Added to this is the water table rising so much that patches of dampness even show up on the floors.
I am told that the method of building foundations many years ago, coupled with the sandy soil in this area, results in this dampness (I have checked, the same ails many old houses here).
So, unless we demolish the house and reconstruct it, we pretty much have to live with this.
As we have to with all the snakes that surface in the garden and threaten to enter our home.
The logical part of my brain tells me that, with their houses flooded, the poor snakes need to get to drier areas but the emotional part of my brain doesn't really care. I dislike having to study them at close quarters to apprise myself of whether they are poisonous or not.
The part of the monsoons that I like in Santiniketan are the bhuttas (corn cobs).

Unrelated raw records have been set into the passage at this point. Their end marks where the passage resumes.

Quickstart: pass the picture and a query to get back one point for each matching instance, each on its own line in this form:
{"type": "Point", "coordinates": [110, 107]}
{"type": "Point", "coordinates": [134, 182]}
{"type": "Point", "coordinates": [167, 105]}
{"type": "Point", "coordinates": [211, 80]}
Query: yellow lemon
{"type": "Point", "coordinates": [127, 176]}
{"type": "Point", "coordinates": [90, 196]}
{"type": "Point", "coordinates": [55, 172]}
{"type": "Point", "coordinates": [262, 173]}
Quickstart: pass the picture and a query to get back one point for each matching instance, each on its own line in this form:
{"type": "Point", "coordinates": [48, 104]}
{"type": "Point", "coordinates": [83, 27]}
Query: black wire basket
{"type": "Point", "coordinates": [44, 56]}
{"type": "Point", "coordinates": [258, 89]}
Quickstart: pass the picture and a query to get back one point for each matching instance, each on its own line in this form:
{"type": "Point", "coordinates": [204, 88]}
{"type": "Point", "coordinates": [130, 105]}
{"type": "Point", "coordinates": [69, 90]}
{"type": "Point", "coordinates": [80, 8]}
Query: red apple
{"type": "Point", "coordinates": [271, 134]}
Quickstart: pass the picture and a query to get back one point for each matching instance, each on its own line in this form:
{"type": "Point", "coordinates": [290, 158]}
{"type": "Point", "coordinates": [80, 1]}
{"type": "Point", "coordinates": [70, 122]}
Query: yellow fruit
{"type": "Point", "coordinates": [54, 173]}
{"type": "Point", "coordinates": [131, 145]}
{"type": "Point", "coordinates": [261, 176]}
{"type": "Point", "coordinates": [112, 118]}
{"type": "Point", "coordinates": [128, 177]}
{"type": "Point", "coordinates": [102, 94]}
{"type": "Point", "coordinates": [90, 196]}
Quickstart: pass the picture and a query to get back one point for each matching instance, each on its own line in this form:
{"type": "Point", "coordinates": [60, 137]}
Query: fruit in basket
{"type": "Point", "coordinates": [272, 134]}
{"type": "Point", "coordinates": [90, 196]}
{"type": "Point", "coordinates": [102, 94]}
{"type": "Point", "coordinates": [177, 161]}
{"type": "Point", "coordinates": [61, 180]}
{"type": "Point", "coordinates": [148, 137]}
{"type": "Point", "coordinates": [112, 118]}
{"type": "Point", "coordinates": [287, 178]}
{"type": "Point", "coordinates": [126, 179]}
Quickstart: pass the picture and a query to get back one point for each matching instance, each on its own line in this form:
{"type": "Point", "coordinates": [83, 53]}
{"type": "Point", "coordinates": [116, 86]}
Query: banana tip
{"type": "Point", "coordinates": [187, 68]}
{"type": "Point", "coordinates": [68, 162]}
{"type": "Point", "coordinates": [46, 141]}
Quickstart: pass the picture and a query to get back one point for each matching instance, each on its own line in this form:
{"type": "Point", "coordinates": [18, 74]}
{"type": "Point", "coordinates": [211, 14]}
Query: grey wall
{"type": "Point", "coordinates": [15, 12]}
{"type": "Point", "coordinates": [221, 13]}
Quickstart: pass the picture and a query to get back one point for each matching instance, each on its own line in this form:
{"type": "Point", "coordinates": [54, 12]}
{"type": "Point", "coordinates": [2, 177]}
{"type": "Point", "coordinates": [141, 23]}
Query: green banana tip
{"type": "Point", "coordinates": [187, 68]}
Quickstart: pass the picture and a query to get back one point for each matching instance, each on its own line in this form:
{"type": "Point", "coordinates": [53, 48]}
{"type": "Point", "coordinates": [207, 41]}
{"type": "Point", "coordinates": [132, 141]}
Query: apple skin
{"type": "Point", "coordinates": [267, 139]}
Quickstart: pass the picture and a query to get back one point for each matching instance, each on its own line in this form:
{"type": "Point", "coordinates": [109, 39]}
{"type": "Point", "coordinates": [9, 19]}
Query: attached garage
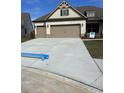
{"type": "Point", "coordinates": [41, 31]}
{"type": "Point", "coordinates": [65, 31]}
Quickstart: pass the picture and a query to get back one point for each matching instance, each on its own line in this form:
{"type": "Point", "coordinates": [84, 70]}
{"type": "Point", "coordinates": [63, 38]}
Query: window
{"type": "Point", "coordinates": [90, 13]}
{"type": "Point", "coordinates": [64, 12]}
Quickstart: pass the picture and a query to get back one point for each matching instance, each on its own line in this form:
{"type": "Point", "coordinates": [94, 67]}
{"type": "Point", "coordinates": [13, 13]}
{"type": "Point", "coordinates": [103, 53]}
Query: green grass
{"type": "Point", "coordinates": [95, 48]}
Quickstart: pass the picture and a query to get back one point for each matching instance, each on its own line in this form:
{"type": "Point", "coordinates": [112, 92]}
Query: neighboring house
{"type": "Point", "coordinates": [68, 21]}
{"type": "Point", "coordinates": [26, 25]}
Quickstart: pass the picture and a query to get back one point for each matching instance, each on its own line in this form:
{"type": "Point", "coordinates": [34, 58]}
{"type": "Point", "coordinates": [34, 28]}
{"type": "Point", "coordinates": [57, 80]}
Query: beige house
{"type": "Point", "coordinates": [64, 21]}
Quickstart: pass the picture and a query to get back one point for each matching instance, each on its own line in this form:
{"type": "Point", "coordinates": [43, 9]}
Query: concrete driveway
{"type": "Point", "coordinates": [68, 57]}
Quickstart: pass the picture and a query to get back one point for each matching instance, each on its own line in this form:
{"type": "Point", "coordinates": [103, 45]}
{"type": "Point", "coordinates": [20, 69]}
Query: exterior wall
{"type": "Point", "coordinates": [56, 14]}
{"type": "Point", "coordinates": [27, 26]}
{"type": "Point", "coordinates": [82, 23]}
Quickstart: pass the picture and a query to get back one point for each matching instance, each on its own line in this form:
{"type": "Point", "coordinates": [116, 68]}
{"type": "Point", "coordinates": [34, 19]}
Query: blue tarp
{"type": "Point", "coordinates": [32, 55]}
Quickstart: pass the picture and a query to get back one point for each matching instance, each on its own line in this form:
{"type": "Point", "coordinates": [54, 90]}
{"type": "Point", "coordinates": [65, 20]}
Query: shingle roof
{"type": "Point", "coordinates": [24, 16]}
{"type": "Point", "coordinates": [98, 11]}
{"type": "Point", "coordinates": [81, 9]}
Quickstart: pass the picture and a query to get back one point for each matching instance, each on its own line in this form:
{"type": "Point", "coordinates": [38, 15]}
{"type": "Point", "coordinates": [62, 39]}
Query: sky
{"type": "Point", "coordinates": [38, 8]}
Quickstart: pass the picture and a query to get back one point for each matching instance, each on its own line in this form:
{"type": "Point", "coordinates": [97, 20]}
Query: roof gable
{"type": "Point", "coordinates": [72, 12]}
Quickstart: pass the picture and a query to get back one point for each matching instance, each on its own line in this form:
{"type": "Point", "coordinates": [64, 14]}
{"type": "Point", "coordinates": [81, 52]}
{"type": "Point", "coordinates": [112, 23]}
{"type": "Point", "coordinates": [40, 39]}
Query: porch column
{"type": "Point", "coordinates": [83, 28]}
{"type": "Point", "coordinates": [100, 29]}
{"type": "Point", "coordinates": [47, 30]}
{"type": "Point", "coordinates": [35, 31]}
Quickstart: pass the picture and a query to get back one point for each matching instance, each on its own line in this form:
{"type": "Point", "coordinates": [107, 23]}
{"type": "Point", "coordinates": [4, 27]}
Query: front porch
{"type": "Point", "coordinates": [96, 27]}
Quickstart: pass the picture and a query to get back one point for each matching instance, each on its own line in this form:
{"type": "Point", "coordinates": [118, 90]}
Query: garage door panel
{"type": "Point", "coordinates": [41, 32]}
{"type": "Point", "coordinates": [65, 31]}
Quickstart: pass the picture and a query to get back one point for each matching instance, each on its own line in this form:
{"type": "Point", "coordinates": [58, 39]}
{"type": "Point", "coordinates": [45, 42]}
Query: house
{"type": "Point", "coordinates": [69, 21]}
{"type": "Point", "coordinates": [26, 25]}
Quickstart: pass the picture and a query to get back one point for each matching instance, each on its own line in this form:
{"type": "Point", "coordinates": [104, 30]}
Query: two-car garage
{"type": "Point", "coordinates": [59, 31]}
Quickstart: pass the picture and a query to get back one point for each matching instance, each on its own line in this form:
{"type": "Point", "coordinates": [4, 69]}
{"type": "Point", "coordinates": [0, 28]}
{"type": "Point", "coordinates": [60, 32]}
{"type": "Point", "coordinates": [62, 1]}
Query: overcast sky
{"type": "Point", "coordinates": [37, 8]}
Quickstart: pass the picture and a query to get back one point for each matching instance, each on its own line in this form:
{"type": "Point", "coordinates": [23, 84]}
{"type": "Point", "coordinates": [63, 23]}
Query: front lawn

Available in plenty during the monsoons, they really add a kick to dreary grey-skied evenings.
Not the cloyingly sweet American corn, but the fragrant desi bhutta.
There is one guy, who we go to year after year, and he knows how exactly we like our bhuttas. Young but firm, medium roasted and lightly salted.
He hails from Bihar's Darbhanga district, but moved to Santiniketan in his teens.
We often exchange notes on happenings in Santiniketan and lament together at the falling standards of cleanliness.
Through all this, a street dog chews at the cobs that people throw away. We never fail to be amused at the way the dog holds on to one end of the bhutta with one paw and gets the few kernels remaining with his teeth.
Our man informed us that he had started making momos too.
I was quite horrified at the thought of our man hailing from Bihar dishing out momos.
I asked him whether he knew which part of the country this food comes from. He obviously didn't have a clue but took only a few seconds to respond: "It comes from the same place that all other momos do."
I know it's unreasonable, but strangely that day my bhutta felt adulterated.